TANZANIA – Tanzania Telecommunications Company (TTCL) yesterday refuted reports that the internationally notorious hacking group Anonymous had penetrated its current cyber system and stole confidential data on over 64,000 employees.

According to the state- owned telecom company, the information dumped by ‘Hactivists’ was outdated and contained details of 2007 backwards before restructuring.

TTCL Public Relations manager Nicodemus Mushi told journalists in Dar es Salam that employees’ details that were claimed to have been exposed by hackers, including their titles, are no longer in the company’s management structure.

“Titles exposed by hackers such as senior driver, senior artisan, security guard and team member were applicable in the previous management structure that ended in 2007,” Mushi said.

Mushi explained that reports that the hackers had exposed details for over 64,000 TTCL employees were false because until Tuesday this week (February 16) the company had around 1,557 employees countrywide.

“The details for employees named in the report are not correct because some of them have died while others are retirees… for example, Katundu Iddi was a driver at the company but died in May 2012,”   Mushi revealed.

He further explained that following the reports, the company’s ICT- Security Unit embarked on investigation which proved that the state-owned telecoms firm’s computer servers and data were still safe.

“We assure our clients, including the central government and its executive agencies, major commercial banks and mobile telecommunications companies operating in the country that their details and data are secured,” Mushi reassured.

He noted that so far the company was yet to receive complaints related to the functioning of the TTCL systems. 

The ICT security manager at TTCL, Lina Rujweke, said her company took the threat seriously and the IT officials were at work in case of any cyber attack.

She said that the company was equipped with advanced technology to fight cyber crime. 

“We have been conducting training to our staff and engaging IT consultants to ensure that our systems are secure,” Rujweka said.   

On Tuesday, this week, Soft Pedia website published a report which showed that TTCL servers had been hacked, warning that details and data for its employees and clients were no longer secure.
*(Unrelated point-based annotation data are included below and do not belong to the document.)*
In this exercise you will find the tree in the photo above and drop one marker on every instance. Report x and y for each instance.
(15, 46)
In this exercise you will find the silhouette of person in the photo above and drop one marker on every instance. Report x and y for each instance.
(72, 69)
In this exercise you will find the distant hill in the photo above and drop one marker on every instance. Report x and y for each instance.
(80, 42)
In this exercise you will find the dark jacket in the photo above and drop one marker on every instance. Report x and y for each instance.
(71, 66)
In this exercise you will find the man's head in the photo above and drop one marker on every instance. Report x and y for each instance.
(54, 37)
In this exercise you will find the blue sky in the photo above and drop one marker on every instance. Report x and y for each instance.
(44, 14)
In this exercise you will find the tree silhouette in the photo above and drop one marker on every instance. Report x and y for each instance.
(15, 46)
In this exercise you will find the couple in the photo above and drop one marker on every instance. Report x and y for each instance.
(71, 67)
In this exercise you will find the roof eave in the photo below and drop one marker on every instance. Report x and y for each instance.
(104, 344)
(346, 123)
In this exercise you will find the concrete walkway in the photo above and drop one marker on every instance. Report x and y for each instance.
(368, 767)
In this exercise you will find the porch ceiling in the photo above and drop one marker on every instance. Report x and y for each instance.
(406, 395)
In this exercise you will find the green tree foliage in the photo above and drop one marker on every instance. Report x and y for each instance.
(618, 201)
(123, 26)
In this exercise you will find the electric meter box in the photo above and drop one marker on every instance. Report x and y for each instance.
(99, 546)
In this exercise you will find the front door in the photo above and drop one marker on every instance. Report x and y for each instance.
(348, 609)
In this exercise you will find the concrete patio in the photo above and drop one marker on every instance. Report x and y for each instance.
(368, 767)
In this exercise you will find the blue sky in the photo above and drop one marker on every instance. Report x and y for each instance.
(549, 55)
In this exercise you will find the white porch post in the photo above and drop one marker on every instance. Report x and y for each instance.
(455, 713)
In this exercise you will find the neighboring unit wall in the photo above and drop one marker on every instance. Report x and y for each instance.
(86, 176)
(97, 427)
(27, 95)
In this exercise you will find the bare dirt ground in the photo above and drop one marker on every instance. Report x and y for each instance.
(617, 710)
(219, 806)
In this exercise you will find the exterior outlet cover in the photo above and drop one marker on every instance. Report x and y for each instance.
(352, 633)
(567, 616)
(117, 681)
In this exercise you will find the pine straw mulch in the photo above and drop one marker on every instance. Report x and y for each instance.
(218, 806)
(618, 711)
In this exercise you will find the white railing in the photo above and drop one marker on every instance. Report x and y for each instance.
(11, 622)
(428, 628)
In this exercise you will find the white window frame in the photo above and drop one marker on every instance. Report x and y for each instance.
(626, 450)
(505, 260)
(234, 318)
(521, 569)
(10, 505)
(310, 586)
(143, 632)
In a statement, the Anonymous group – whose members also describe themselves as ‘hacktivists’ – said it was specifically targeting Tanzania and several other African countries for cyber attacks as part of what it calls Operation Africa (#OpAfrica).

The group said it had managed to hack central government servers and exposed details for over 64,000 TTCL employees including their real names, email addresses, telephone numbers, departments where each employee works, and their respective job titles.  

“The focus of the operation is a disassembly of corporations and governments that enable and perpetuate corruption on the African continent,” Anonymous said in its statement issued earlier this month.  

“This consists of organisations responsible for child abuse or labour as well as internet censorship within the continent and globally,” it added.

The Tanzanian government reportedly came under attack from the notorious international hacking group, which claims to have already exposed thousands of computer files at the state-run Tanzania Telecommunications Company Ltd (TTCL).

Cyber security experts have warned that, if successful, the attack on TTCL – which manages the government’s National ICT Broadband Backbone (NICTBB) – could put the entire national economy at serious risk.